The Coffee Bean opened in one of Jakarta's glitziest malls in
January and the world's largest coffee chain, Starbucks, has
announced plans to expand into Indonesia.
Home-grown modern cafes with Italian or French names dot
almost every mall, although foreign coffee chains are just
entering the Indonesian market.
For investors, the draw is obvious: Indonesia's growing middle
and upper classes.
The world's most populous Muslim nation may still be in
crisis, but do not tell that to customers lounging at The Coffee
Bean (TCB) in upmarket Plaza Senayan in south Jakarta.
"Sure, the coffee is expensive, but it's the lifestyle that
we've bought," accountant Tri Wahyu Sampurno said, as he sipped
his tall mochachino.
There's a strong demand for "the modern yuppie lifestyle" and
drinking coffee is part of it, TCB managers say.
"The coffee business is booming. It's a matter of getting the
right concepts and tapping into what the middle class wants,"
said Arifian Gustiandi, operations manager at TCB franchisee PT
Tiga Satu Tiga Dwima.
A regular mocha-ice-blended drink at TCB costs Rp 25,000
(US$2.69) -- more than a day's wage for the average Indonesian
factory worker.
Perth-based chain Dome opened its second outlet in Jakarta
last year, less than a year after starting up.
Lukman Hakim, assistant manager at TCB, said: "It's trendy to
be seen at our shop. It's not just the coffee, it's the idea of
drinking expensive coffee too."
Over the next five years, TCB plans nine more outlets in the
country's biggest cities.
Some may think that a touch ambitious for a vast archipelago
more accustomed to exporting its coffee than drinking it.
But there's no shortage of optimism in the sector.
"Indonesia has a strong coffee culture, but it has been much
more focused on the growing side.
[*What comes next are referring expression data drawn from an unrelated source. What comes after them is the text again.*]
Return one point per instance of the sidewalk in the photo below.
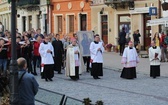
(112, 60)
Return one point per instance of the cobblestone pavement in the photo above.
(111, 89)
(113, 60)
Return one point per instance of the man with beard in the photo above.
(58, 52)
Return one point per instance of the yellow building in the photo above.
(5, 15)
(110, 19)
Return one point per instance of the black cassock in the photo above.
(58, 52)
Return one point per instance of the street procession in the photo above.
(74, 49)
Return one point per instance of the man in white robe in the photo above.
(96, 51)
(74, 61)
(47, 53)
(154, 58)
(129, 60)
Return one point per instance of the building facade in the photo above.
(5, 14)
(70, 16)
(110, 20)
(33, 15)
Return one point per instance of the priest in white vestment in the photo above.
(74, 61)
(47, 53)
(154, 58)
(129, 61)
(96, 51)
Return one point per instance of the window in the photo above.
(71, 23)
(30, 22)
(59, 30)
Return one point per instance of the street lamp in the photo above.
(13, 63)
(48, 6)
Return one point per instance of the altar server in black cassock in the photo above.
(47, 53)
(58, 53)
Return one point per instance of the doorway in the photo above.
(104, 27)
(45, 21)
(83, 22)
(147, 33)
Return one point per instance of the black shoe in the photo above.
(98, 78)
(35, 73)
(50, 79)
(95, 77)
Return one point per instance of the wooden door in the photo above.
(104, 27)
(147, 33)
(83, 22)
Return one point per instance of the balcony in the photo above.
(28, 2)
(120, 3)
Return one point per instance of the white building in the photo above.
(32, 16)
(28, 16)
(5, 14)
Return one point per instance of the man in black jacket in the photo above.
(28, 86)
(58, 52)
(122, 40)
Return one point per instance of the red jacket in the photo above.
(162, 41)
(36, 48)
(9, 51)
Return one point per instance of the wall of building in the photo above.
(136, 18)
(5, 16)
(66, 8)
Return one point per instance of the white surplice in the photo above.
(46, 58)
(70, 61)
(152, 53)
(96, 56)
(130, 57)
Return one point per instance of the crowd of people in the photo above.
(49, 53)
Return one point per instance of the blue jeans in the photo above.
(3, 64)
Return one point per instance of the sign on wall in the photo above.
(84, 40)
(153, 11)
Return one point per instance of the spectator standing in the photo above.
(58, 53)
(129, 60)
(163, 46)
(156, 38)
(136, 36)
(28, 86)
(122, 40)
(154, 58)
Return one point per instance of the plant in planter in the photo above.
(99, 103)
(87, 101)
(108, 47)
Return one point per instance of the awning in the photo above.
(161, 21)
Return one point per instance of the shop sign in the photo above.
(4, 9)
(140, 10)
(97, 2)
(153, 11)
(3, 1)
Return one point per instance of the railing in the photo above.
(28, 2)
(47, 97)
(117, 1)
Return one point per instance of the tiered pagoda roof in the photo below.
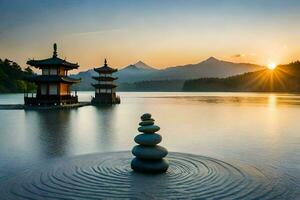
(54, 61)
(52, 78)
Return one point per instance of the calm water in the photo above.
(261, 130)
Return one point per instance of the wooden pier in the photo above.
(50, 107)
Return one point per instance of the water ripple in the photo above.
(108, 175)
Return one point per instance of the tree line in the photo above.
(12, 77)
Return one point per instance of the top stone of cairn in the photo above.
(146, 117)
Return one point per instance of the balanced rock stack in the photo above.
(149, 155)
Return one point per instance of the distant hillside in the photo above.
(140, 72)
(11, 77)
(285, 78)
(153, 86)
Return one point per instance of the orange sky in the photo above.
(160, 33)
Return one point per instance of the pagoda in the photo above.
(105, 89)
(53, 85)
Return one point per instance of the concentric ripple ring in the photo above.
(108, 175)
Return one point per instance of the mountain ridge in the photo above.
(211, 67)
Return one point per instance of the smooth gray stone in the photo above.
(146, 116)
(159, 166)
(148, 139)
(149, 153)
(149, 129)
(147, 123)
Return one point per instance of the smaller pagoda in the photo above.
(54, 84)
(105, 89)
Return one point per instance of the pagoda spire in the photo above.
(54, 50)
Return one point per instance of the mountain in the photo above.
(143, 66)
(211, 67)
(140, 72)
(285, 78)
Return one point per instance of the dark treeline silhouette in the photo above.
(11, 77)
(285, 78)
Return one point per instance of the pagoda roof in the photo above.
(105, 69)
(104, 78)
(54, 61)
(52, 78)
(104, 86)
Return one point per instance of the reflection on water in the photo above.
(259, 129)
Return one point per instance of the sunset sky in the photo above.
(160, 33)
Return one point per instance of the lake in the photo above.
(256, 129)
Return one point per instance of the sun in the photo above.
(272, 66)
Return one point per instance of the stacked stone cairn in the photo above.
(149, 155)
We hope we can contribute to
develop the local side of consumption, help convince the local
consumer that quality coffee tastes good," said a manager at
Starbucks's partner, Mitra Adiperkasa.
Yet Indonesia still has a long way to go before it can rival
Japan as Asia's largest coffee consumer.
Even before the economic crisis of the late 1990s, Indonesia's
annual domestic coffee consumption was just half a kg per person,
or about 120,000 tonnes every year.
The Indonesian Coffee Exporters' Association (AEKI) estimates
consumption at 100,000 tonnes, a slight recovery after hitting
80,000 tonnes at the worst point of the crisis in 1998.
Only a few years ago, consumption of gourmet blends was close
to non-existent.
But thanks to home-grown cafes that have mushroomed since the
late 1990s, many youngsters -- flush with pocket money from their
parents -- now prefer to drink cappuccinos, mochachinos and cafe
lattes rather than tea or colas.
For upwardly mobile professionals such as Sampurno, Jamaican
Blue Mountain and Sumatran Mandheling are names of gourmet beans,
not simply tourist resorts.
The irony is that TCB and Starbucks buy mostly arabica raw
beans from producing nations and process them in the United
States or elsewhere before bringing them back for sale at
inflated prices.
"So far, I see no positive impact from the producer side.
Those coffee chains serve imported beans, they rarely serve our
robustas," AEKI Executive Secretary Rachim Kartadibrata said.
The country's coffee output has been falling in the past three
years as weak prices -- robusta at 30-year lows last year --
deter farmers from planting coffee and maintaining plants.
Indonesian grade four robusta beans now sells at Rp 4,000/kg,
just enough to buy one kg of rice.
But the new coffee culture could bring a glimmer of hope to
domestic producers -- who grow 90 percent robusta and 10 percent
arabica -- through the possibility of a share of the growing
market, by encouraging consumption of domestic blends.
"We have a lot of gourmet varieties, some of them have never
even been heard of in the international market," said Litha
Brent, who runs Sulawesi-based CV Gumer trading house.
"Our good quality robustas have appealing and acceptable taste
characteristics... I don't see any reason why it can't be sold in
international chains," one trader said.